Das Unternehmen muss mit dem neuen CEO Philipp Navratil nun dringend die Weichen für eine Umstrukturierung stellen, die mehrere Jahre dauern wird. Dazu gehören Massnahmen, die wehtun. Eine Überprüfung des Personalbestandes mit dem Ziel von Kostensenkungen ist als erster Schritt unausweichlich.

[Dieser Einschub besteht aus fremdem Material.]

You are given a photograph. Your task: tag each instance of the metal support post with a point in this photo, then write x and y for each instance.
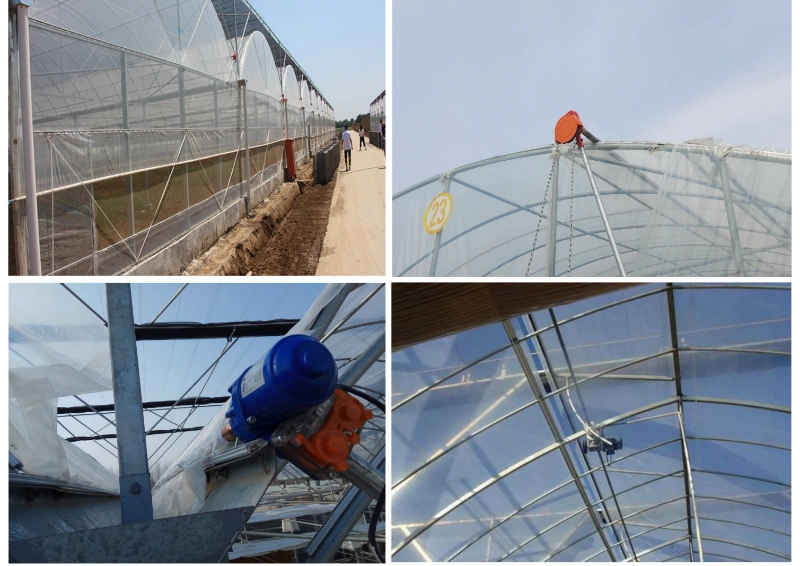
(603, 214)
(437, 242)
(348, 512)
(243, 87)
(364, 476)
(182, 99)
(553, 226)
(687, 469)
(731, 213)
(551, 423)
(134, 477)
(355, 370)
(123, 80)
(691, 484)
(31, 208)
(285, 117)
(220, 166)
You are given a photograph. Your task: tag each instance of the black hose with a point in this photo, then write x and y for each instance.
(373, 524)
(367, 396)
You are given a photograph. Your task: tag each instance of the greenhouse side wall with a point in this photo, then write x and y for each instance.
(134, 152)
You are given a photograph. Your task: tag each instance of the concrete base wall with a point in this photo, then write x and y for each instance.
(171, 259)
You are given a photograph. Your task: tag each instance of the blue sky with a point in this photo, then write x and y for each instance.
(473, 79)
(341, 45)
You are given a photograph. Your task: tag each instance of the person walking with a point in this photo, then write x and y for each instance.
(361, 138)
(347, 146)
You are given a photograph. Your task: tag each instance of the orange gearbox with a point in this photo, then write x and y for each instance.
(568, 127)
(330, 445)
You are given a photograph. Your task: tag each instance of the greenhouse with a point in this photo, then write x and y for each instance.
(73, 451)
(645, 209)
(134, 123)
(625, 423)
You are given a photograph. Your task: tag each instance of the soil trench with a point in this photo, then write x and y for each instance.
(284, 238)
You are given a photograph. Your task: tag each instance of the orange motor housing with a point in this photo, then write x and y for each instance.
(330, 446)
(568, 127)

Dabei darf es nicht bleiben. Navratil muss das ganze Portfolio überdenken. Der Nahrungsmittelmarkt ist weltweit in Bewegung, Grösse allein zählt bei den Investoren nicht mehr. Davon zeugen die zahlreichen M&A-Aktivitäten im Sektor: Kraft Heinz in den USA plant eine Aufteilung in zwei Unternehmen. Der US-Getränkekonzern Keurig Dr Pepper übernimmt den Kaffeekonzern JDE Peet’s, um dann in zwei eigenständigen Firmen weiterzubestehen. Unilever bringt im November die Glacé-Sparte separat an die Börse.
Und bei Nestlé? Gerade die skandalträchtige Wassersparte von Nestlé steht hier als Symbol für das Festhalten an alten Zöpfen. Statt das Geschäft loszuschlagen, sucht der Konzern schon länger einen Partner für ein Joint Venture - wie so oft in der Vergangenheit. Auf den Prüfstand müssen nun auch Geschäfte mit Vitaminen oder Tiefkühlkost.
Navratil muss sich bei einigen Produkten zudem fragen, ob sie noch zum Konzern und zu den veränderten Konsumgewohnheiten passen. Das gilt vor allem für Günstig-Angebote, von denen es im Konzern zu viele gibt. Viele Investoren fordern die Fokussierung auf das Hochpreis-Segment, um das Wachstum anzukurbeln.
Der Verwaltungsrat muss auch über eine Veräusserung oder Reduktion der 20-Prozent-Beteiligung am Kosmetikkonzern L’Oréal nachdenken, die einen Wert von 40 Milliarden Euro hat. Mit einem Teilverkauf dieses Tafelsilbers hatte Nestlé bereits vor vier Jahren ein Aktienrückkaufprogramm lanciert. Investoren würden es hingegen auch begrüssen, wenn mit einem Erlös aus der L’Oréal-Beteiligung die gestiegene Verschuldung von Nestlé verringert wird.
CEO Navratil hat wahrscheinlich gute Voraussetzungen, die Zukunft von Nestlé erfolgreich zu gestalten. Ein Analyst hat ihn als «aussergewöhnlich direkt, ehrgeizig und konsequent ergebnisorientiert» umschrieben.
Der Nestlé-Verwaltungsrat darf ihm keine Knüppel in die Beine werfen. Sonst droht der erneute Einstieg eines aktivistischen Investors wie Daniel Loeb 2017, der Nestlé aufteilen wollte. Für Loeb war Nestlé schon damals zu selbstgefällig, zu bürokratisch und zu langsam beim Abtrennen von schwachen Geschäftseinheiten.
Es ist, als sei die Zeit am Genfersee stehen geblieben.